Communicating Data Science Results

The Power Of The Written Word

Dec 07, 2023

In the last post, I discussed the steps to bring a data science product to an internal POC with an eye toward deploying a system in production. Those steps are all designed to drive consensus among the various leaders in the organization about the specific expectations they can have of a data science product. And what's the best way to get consensus? I'm sorry to say that no approach I've tried has ever worked better than a meeting, and a long one at that. But wait! It's not just a long meeting for the sake of having a long meeting!

I know that most meetings are the bane of corporate existence. The problem has gotten so bad that meetings have become group therapy sessions in many organizations. Whatever communication method you choose to share your team's results should avoid that trap as much as possible*.

The first step towards a successful data science meeting is to scrap PowerPoint altogether. PowerPoint is not the right tool for presenting data, especially data that contains a great deal of nuance and depth. Just go back to some presentations from six months ago, perhaps even presentations that you yourself gave, and try to figure out just what was said. If you read the deck verbatim, you gave a very boring presentation. If you didn't read the deck verbatim, you cannot hand off the deck to someone new to the organization to help them understand what work was done and why; you will have to be on hand to guide them through your thought process. That approach creates a tremendous burden to onboard new team members and runs the risk of giving different presentations to different audiences.

Another reason to ditch PowerPoint in this context: someone will inevitably interrupt your presentation with a question, generally around slide 2 or 3, looking for an answer you've likely given on slide 6. If you've prepared your presentation well and timed how long you will need to get through everything, congratulations, your flow has just been interrupted and you may never get to the end. I won't say I'm a perfect listener; as an invested participant in the meeting, I find myself wanting to interrupt all the time to get additional clarity on some point that may or may not be germane to the flow of the presentation.

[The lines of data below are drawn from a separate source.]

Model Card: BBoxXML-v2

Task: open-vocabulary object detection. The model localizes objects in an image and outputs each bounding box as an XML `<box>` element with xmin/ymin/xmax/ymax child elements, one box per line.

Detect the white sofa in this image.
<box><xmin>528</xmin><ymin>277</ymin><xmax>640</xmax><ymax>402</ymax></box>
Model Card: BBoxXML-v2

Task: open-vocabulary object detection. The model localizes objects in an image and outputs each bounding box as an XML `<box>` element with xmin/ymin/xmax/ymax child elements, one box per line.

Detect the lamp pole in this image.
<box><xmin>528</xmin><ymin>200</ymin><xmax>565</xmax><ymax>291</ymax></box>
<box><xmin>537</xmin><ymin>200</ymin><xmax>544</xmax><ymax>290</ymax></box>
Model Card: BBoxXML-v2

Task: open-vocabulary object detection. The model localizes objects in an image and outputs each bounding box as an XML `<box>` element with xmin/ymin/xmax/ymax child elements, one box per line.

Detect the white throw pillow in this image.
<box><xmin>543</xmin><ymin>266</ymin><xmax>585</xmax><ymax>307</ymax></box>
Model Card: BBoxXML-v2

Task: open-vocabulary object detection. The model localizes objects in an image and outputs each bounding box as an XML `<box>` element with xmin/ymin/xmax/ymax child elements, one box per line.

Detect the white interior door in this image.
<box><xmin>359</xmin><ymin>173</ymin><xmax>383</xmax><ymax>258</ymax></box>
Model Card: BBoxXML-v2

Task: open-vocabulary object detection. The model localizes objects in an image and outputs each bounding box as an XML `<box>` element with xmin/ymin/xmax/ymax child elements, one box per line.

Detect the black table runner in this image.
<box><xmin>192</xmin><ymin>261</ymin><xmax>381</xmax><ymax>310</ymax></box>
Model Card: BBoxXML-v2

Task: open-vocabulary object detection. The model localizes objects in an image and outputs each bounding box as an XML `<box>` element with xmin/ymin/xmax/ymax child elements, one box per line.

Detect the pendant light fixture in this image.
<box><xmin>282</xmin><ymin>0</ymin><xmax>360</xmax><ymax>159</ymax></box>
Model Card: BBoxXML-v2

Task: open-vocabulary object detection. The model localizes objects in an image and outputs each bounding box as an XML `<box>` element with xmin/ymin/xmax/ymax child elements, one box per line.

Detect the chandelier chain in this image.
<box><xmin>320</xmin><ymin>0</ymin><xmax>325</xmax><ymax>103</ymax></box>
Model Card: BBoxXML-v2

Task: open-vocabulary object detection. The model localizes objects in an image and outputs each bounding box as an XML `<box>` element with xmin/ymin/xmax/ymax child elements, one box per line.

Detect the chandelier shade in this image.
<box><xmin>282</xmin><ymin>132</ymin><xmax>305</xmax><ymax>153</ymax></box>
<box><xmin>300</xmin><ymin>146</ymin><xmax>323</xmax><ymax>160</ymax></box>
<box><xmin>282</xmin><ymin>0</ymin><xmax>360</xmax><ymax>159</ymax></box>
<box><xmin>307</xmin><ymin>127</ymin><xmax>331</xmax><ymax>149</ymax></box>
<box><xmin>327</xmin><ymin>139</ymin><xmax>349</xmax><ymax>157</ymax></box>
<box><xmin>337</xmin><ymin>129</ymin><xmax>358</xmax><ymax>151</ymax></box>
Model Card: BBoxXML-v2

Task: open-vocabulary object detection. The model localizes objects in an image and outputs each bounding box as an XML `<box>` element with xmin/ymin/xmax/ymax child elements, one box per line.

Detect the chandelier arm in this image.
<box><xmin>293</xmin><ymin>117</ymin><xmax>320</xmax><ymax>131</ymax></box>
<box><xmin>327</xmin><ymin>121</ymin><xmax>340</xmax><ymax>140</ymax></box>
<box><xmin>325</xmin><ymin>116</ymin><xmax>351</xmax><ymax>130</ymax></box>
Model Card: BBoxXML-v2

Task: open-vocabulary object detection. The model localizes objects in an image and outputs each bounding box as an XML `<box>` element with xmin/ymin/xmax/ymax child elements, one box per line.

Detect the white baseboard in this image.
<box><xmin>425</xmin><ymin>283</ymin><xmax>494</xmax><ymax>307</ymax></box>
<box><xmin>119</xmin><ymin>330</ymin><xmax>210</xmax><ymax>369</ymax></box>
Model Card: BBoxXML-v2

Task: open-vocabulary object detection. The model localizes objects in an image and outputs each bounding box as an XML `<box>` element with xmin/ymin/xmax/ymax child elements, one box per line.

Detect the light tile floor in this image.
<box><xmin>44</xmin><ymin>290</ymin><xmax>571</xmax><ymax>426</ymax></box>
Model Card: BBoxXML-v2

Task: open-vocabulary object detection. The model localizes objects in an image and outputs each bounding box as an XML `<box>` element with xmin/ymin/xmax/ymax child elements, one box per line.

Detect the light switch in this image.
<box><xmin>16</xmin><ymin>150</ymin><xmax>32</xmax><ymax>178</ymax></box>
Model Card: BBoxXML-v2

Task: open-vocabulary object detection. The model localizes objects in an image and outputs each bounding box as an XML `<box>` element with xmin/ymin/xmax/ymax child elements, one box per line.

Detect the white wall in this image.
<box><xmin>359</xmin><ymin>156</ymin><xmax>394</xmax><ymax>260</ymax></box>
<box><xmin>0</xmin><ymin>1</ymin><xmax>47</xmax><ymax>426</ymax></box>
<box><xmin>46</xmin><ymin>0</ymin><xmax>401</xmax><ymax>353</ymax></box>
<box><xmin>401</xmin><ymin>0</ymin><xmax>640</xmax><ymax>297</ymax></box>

So, without PowerPoint, what medium can you use to present data to the organization? I submit that a written report, like many of us used to make in high school, is the right way to go. It should contain sections for an introduction, materials and methods, results, and conclusions, and I'll go into what each section looks like more completely shortly. I'm not alone in adopting this approach; Amazon famously uses written reports for their planning sessions. Ultimately, these data science report presentations become planning sessions, albeit on a different timeline and for a different purpose than what I'm told Amazon does internally.

This report performs several vital functions:

It will help you and your team to organize your thoughts. Unlike a PowerPoint presentation, written reports require that you have complete thoughts, one after another, building towards a set of conclusions clearly and methodically. If you read your report aloud and realize you don't know how you reached a particular conclusion, it is time for a rewrite.
It will create a touchstone for further conversations with people who aren't in the meeting. I often find myself talking with people who just want to know what the team is up to; I happily hand them a bunch of reports and tell them I'd love to schedule a follow-up conversation to cover any questions or concerns they may have. If I have a follow-up conversation, that conversation tends to be far more productive since the other person will have as much context as anyone else.
It will provide foundational documents for patent conversations.
It will be training material for onboarding new team members.
It will provide as detailed and as documented a record that anyone could expect of how certain decisions came to be. I've been in too many calls where an executive actively wonders how we "got into this mess" without wanting to have some historical record.
It can serve as the foundation for any external publications. You and your team members may be very interested in publishing your work in any manner of ways (conference? blog? presentation?) and having source material on hand changes the task into adapting already written material rather than starting from scratch.
If anyone on your team does not speak English as their primary language, they may lose the flow of conversation or not understand some points made in a presentation. Writing everything down gives them time to parse the report's contents at their own speed, especially if you send the report out the day before so they can be as prepared as everyone else in the meeting.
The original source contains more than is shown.